Sharing stores across runs
testFlow accepts an optional stores: StoreRegistry. Pass the same registry to two calls and the second one resumes from the first one's session, journal, and resource state:
import { createInMemoryStores } from "@flow-state-dev/server";
const stores = createInMemoryStores();
await testFlow({ flow, action, userId, sessionId: "s1", stores, /* ... */ });
await testFlow({ flow, action, userId, sessionId: "s1", stores, /* ... */ }); // sees state from run 1
Seeding is idempotent: an already-seeded user/session/org isn't re-set. That's the whole point — without it the second run would clobber the first run's journal.
Running the suite
pnpm --filter @flow-state-dev/integration-tests test
Or as part of the recursive pnpm test from the repo root.

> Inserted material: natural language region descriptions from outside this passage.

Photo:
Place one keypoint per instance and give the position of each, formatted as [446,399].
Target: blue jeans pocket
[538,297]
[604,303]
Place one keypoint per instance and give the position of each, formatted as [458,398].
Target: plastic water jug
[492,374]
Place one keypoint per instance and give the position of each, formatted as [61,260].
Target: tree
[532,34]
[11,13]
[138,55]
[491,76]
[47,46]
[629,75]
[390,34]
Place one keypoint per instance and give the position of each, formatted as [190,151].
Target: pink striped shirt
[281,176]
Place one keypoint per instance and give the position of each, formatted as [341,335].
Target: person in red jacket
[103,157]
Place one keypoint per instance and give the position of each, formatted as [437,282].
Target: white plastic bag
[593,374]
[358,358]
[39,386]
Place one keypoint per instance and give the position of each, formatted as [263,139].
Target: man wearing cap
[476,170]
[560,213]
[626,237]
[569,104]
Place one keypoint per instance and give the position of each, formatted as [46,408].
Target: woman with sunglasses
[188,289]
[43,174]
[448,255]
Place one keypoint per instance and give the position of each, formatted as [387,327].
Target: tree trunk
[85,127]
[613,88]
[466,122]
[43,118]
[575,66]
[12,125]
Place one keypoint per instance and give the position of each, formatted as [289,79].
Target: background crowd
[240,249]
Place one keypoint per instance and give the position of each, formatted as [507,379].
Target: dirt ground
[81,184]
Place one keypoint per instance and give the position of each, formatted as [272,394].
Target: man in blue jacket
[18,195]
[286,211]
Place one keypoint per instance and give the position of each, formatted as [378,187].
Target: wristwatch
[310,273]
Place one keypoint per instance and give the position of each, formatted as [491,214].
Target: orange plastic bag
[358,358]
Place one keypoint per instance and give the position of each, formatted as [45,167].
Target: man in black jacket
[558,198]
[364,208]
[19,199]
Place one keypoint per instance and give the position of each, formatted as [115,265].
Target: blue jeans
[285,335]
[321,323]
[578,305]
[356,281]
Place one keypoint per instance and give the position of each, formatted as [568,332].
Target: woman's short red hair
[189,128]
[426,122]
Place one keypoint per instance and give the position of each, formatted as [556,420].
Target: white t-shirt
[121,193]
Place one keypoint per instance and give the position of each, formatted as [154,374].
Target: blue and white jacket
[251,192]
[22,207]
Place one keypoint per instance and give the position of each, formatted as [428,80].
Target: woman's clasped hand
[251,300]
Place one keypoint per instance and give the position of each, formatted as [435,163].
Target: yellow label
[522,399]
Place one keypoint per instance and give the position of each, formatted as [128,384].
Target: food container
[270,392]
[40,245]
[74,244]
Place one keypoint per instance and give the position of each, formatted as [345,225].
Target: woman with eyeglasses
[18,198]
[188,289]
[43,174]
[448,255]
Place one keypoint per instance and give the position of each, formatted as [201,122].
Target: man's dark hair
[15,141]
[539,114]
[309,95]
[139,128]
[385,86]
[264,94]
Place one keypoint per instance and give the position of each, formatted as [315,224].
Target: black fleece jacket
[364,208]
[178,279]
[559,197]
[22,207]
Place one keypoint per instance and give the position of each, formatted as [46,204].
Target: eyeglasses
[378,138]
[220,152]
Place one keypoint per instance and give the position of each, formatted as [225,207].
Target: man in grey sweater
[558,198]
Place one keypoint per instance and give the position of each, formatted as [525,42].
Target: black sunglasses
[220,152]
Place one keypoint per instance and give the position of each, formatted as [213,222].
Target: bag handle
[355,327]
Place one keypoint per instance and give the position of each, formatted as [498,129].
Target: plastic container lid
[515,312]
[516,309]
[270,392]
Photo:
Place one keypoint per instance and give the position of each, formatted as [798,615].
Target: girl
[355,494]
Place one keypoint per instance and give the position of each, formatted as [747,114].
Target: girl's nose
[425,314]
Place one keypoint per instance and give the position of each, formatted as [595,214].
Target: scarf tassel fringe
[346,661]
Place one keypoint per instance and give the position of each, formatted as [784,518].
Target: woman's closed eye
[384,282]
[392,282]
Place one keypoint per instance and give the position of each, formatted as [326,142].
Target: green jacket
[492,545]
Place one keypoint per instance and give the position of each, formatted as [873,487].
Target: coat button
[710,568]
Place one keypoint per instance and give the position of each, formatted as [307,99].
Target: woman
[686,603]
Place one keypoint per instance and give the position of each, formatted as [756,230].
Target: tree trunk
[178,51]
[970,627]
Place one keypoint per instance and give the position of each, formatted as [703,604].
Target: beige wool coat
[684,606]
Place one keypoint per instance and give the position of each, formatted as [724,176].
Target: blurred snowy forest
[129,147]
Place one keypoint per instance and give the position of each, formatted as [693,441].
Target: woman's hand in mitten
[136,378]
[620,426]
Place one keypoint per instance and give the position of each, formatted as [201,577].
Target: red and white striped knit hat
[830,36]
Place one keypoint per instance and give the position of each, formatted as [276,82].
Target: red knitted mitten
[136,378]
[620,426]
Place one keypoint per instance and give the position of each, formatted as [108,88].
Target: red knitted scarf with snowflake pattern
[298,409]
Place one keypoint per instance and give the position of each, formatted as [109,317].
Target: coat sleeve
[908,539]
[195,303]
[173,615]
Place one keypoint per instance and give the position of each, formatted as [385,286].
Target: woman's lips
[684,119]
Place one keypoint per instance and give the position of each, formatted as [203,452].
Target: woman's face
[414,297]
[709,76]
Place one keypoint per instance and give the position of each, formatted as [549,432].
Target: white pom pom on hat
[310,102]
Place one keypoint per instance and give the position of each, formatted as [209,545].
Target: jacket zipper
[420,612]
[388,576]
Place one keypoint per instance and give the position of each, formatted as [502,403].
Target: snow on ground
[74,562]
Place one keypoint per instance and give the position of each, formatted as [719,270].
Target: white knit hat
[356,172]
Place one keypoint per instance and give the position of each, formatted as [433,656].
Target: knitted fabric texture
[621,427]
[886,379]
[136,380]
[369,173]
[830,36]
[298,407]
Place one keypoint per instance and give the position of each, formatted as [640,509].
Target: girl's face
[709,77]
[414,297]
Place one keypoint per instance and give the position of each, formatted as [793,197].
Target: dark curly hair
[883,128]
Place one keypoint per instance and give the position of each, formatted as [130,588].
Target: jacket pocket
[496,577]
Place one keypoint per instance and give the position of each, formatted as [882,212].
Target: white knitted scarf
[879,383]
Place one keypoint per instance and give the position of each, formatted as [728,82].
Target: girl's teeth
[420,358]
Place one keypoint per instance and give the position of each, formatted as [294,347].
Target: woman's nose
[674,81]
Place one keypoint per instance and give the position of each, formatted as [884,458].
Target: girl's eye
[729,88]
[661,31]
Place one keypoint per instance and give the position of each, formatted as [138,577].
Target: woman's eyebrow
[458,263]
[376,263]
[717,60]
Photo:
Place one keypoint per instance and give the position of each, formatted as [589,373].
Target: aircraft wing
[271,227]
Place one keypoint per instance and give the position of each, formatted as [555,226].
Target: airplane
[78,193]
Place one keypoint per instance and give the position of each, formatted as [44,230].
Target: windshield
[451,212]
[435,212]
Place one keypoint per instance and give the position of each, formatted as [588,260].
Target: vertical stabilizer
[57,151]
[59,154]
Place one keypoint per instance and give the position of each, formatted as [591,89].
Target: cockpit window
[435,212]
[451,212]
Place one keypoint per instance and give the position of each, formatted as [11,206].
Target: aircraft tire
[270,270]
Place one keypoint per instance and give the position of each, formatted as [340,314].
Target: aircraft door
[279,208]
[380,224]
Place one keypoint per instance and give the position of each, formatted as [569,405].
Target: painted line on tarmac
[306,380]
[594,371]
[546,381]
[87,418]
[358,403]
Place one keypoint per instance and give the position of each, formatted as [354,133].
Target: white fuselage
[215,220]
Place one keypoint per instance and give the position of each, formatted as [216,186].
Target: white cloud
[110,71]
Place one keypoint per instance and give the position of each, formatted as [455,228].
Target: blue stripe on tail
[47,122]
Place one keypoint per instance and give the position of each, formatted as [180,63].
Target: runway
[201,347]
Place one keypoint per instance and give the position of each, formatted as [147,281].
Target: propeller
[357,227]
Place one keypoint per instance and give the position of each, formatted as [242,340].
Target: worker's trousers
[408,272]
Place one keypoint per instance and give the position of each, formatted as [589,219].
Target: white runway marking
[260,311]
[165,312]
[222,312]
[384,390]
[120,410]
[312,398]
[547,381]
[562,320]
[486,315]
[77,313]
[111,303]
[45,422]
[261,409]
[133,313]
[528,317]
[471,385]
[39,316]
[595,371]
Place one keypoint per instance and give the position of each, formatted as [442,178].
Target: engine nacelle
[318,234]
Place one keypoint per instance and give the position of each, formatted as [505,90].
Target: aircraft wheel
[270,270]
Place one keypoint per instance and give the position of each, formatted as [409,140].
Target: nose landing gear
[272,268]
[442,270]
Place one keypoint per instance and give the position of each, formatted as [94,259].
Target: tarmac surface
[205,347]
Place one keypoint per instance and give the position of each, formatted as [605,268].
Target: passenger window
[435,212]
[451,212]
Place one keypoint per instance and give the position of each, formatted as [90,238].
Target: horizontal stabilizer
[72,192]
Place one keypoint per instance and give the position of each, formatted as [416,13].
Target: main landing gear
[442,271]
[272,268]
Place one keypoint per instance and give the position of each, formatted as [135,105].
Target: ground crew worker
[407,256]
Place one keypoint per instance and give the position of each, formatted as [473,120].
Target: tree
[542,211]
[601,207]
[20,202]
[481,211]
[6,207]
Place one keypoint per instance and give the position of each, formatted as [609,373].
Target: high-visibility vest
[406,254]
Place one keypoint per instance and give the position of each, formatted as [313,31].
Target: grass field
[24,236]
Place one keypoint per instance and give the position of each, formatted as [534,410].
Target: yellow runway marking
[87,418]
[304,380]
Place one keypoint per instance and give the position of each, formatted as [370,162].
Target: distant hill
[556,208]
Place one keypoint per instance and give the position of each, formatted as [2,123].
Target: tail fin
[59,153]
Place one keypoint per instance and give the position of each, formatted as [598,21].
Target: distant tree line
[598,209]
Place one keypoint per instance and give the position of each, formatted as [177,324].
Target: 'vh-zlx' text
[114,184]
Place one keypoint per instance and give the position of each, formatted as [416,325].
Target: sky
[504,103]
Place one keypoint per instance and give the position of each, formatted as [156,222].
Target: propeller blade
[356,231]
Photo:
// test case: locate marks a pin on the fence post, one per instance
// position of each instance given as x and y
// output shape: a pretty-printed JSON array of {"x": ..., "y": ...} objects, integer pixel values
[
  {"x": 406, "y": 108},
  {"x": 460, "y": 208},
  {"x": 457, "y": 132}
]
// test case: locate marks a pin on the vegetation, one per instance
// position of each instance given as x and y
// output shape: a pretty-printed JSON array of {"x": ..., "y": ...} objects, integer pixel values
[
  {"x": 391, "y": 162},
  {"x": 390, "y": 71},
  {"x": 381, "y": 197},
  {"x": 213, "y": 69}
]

unmockedGeneratorPolicy: "error" is the default in scenarios. An unrecognized generator block name surfaces as a loud throw with the missing key in the message — easier to debug than a silent fallback.
Loop guards and timeouts
Sequencer loops trip DEFAULT_MAX_LOOP_GUARD = 250 and throw with a clear message; generator tool loops cap at maxIterations: 8 (configurable). Vitest's testTimeout: 30_000 is the outer net for anything that escapes both. Between the three you don't need a custom watchdog matcher — an infinite loop fails the test deterministically every time.
Adding a scenario
- Drop a fixture flow under
src/scenarios/fixtures/if the scenario doesn't fit one of the existing flows. - Write the scenario file under
src/scenarios/<flow>-<scenario>.test.ts. - Mock every generator the pipeline reaches.
policy: "error"will yell about the ones you missed. - Run
pnpm --filter @flow-state-dev/integration-tests test:watchwhile iterating.
When a scenario gets ad-hoc mock-script setup that a third scenario also needs, lift it to src/helpers/. Until that third occurrence shows up, keeping it in the test file is fine.